Kolakowski (LKCE) – Angelus Silesius, inércia mística
LKCE
Esse movimento incessante de duplicação, cuja fonte é revelada pelo próprio fenômeno do amor, talvez explique também a tendência natural do amor a transformar seu objeto em absoluto. Em outras palavras, explicaria a circunstância de que a própria experiência do amor contém, de certa forma, a “inércia mística”. De fato, o objeto do amor, devido à sua natureza integral, tem um caráter exclusivo, pelo menos quando é vivido com mais intensidade. Esse objeto deve, portanto, parecer, pelo menos nos momentos de cegueira afetiva, não apenas como um bem, mas como o bem exclusivo e indivisível.
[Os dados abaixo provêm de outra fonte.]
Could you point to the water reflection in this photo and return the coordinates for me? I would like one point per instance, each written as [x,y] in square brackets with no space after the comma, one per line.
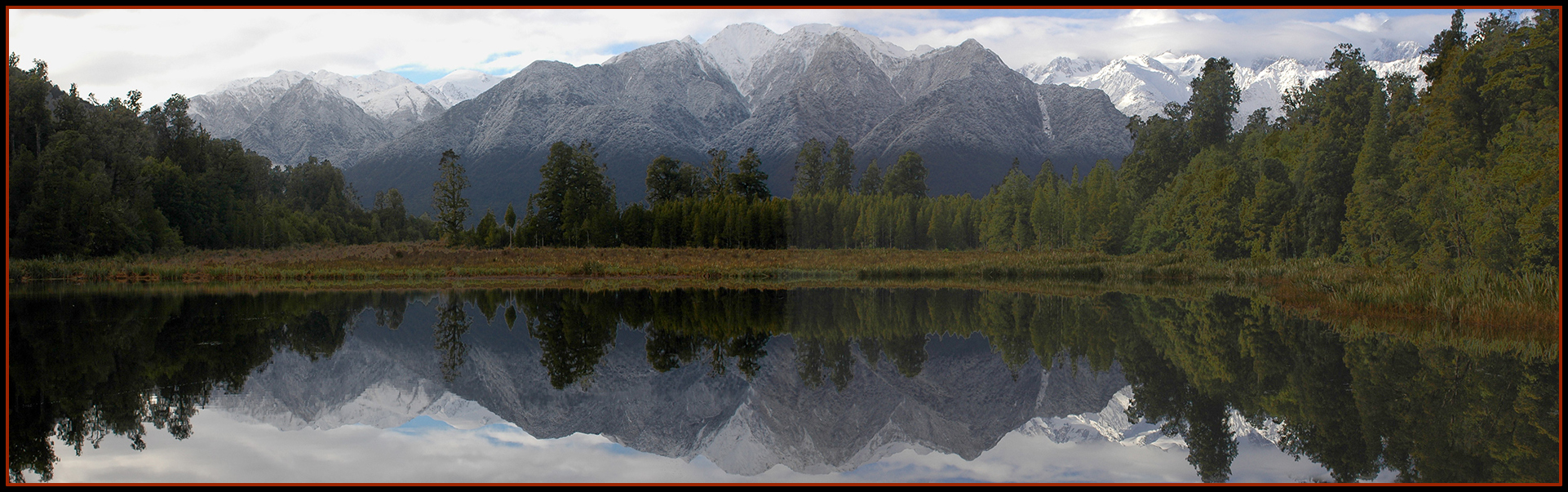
[817,379]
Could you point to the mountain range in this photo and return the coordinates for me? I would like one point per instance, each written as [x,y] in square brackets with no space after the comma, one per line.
[746,86]
[963,401]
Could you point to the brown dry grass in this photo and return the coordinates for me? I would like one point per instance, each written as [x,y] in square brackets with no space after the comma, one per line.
[1496,304]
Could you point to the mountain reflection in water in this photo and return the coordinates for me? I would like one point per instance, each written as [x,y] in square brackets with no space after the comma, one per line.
[814,379]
Como o fenômeno do sacrifício supõe a presença de um bem no objeto oferecido, o doador, que se faz esse objeto, deve considerar esse bem como algo dependente, tributário, como algo que só é um bem por referência ao objeto do amor, enquanto considera esse objeto como a fonte primordial de seu próprio bem. O valor de quem ama, valor que ele oferece, é apenas o reflexo do valor que emana do objeto de seu desejo. Assim, esse objeto começa a crescer até atingir as proporções do absoluto, enquanto o amor por uma coisa finita, tal como existia no início, pela força da inércia, cresce até se tornar amor místico e deifica mais ou menos completamente a coisa amada (a banal “deificação da mulher”, “o eterno feminino”, etc.). É assim que a mística religiosa pode ser explicada pela própria natureza da intenção erótica, que só se realiza perfeitamente quando pode fazer uma divindade de seu objeto. Somente então ela se revela a si mesma como um ser hierofânico, o que, por sua vez, é indispensável para que seu sacrifício adquira valor e, portanto, para que o amor, em última análise, seja possível. É verdade, então, que a estrutura do fenômeno-amor é acessível em sua forma mais purificada e plenamente realizada no lirismo místico.